C. Inputs and Outputs

group_anagrams.py::test_group_anagrams[case_1_anagrams] 
  Input:  listen silent enlist inlets google giggle rat tar art
  Output: [['listen', 'silent', 'enlist', 'inlets'], ['google'], ['giggle'], ['rat', 'tar', 'art']]
PASSED
group_anagrams.py::test_group_anagrams[case_2_anagrams] 
  Input:  dusty study night thing cat act tac tacit attic tactic
  Output: [['dusty', 'study'], ['night', 'thing'], ['cat', 'act', 'tac'], ['tacit', 'attic'], ['tactic']]
PASSED
group_anagrams.py::test_group_anagrams[case_3_anagrams] 
  Input:  state taste tates seats asset teats teat set eats east
  Output: [['state', 'taste', 'tates', 'teats'], ['seats', 'asset'], ['teat'], ['set'], ['eats', 'east']]
PASSED
group_anagrams.py::test_group_anagrams_empty PASSED
group_anagrams.py::test_group_anagrams_single_word 
  Input:  hello
  Output: [['hello']]
PASSED

D. AI-Generated Analysis

The updated Python script efficiently groups anagrams by replacing the previous sorting mechanism with a linear-time character-frequency counting approach.

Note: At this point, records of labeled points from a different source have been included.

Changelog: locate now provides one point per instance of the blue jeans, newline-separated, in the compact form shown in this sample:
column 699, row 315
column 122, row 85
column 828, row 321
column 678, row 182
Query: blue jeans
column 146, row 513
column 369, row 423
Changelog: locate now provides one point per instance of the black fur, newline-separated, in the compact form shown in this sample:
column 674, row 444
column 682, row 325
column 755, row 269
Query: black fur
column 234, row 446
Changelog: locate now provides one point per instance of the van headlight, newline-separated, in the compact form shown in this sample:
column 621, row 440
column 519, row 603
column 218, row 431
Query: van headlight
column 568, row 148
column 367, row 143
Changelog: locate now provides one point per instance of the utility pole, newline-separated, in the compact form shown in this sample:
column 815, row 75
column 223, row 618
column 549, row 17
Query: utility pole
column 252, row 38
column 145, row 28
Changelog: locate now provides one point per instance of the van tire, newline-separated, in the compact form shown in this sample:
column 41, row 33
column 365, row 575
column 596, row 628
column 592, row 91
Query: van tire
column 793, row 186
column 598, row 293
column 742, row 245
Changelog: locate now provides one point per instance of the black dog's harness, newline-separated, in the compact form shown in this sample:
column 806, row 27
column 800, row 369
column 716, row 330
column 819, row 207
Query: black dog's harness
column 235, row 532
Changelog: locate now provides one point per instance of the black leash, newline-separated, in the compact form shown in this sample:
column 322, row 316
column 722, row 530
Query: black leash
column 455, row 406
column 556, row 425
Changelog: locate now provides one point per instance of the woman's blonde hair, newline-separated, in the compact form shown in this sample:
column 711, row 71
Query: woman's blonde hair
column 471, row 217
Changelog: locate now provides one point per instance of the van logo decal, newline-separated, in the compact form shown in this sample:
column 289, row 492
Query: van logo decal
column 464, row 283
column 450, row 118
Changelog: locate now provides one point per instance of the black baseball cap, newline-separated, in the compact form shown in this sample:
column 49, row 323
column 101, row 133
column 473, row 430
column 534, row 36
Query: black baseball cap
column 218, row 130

For each parsed word, it calls a helper function that tallies the occurrences of letters from ‘a’ to ‘z’ into a 26-element tuple, operating in strictly $O(K)$ time where $K$ is the word length. Because this fixed-length tuple is immutable, it serves as a perfect, hashable dictionary key in a defaultdict. As the script iterates through the input string, words sharing the same frequency signature are appended to the same list, and the grouped anagrams are ultimately returned in their original insertion order alongside a modern, fully typed test suite.

While the script is highly optimized for standard English text, its strict filtering of characters outside the lowercase ‘a’ to ‘z’ range leaves room for improvement regarding edge cases and internationalization. Because it silently ignores numbers, punctuation, and Unicode characters (like accented letters), strings with entirely different non-alphabetical characters could be incorrectly grouped together as anagrams if their base English letter counts match. To make the program universally robust, you could replace the fixed 26-element array with a frozenset derived from collections.Counter(word.lower()), which would safely and accurately hash any character from any language while maintaining excellent performance and actually shrinking the codebase.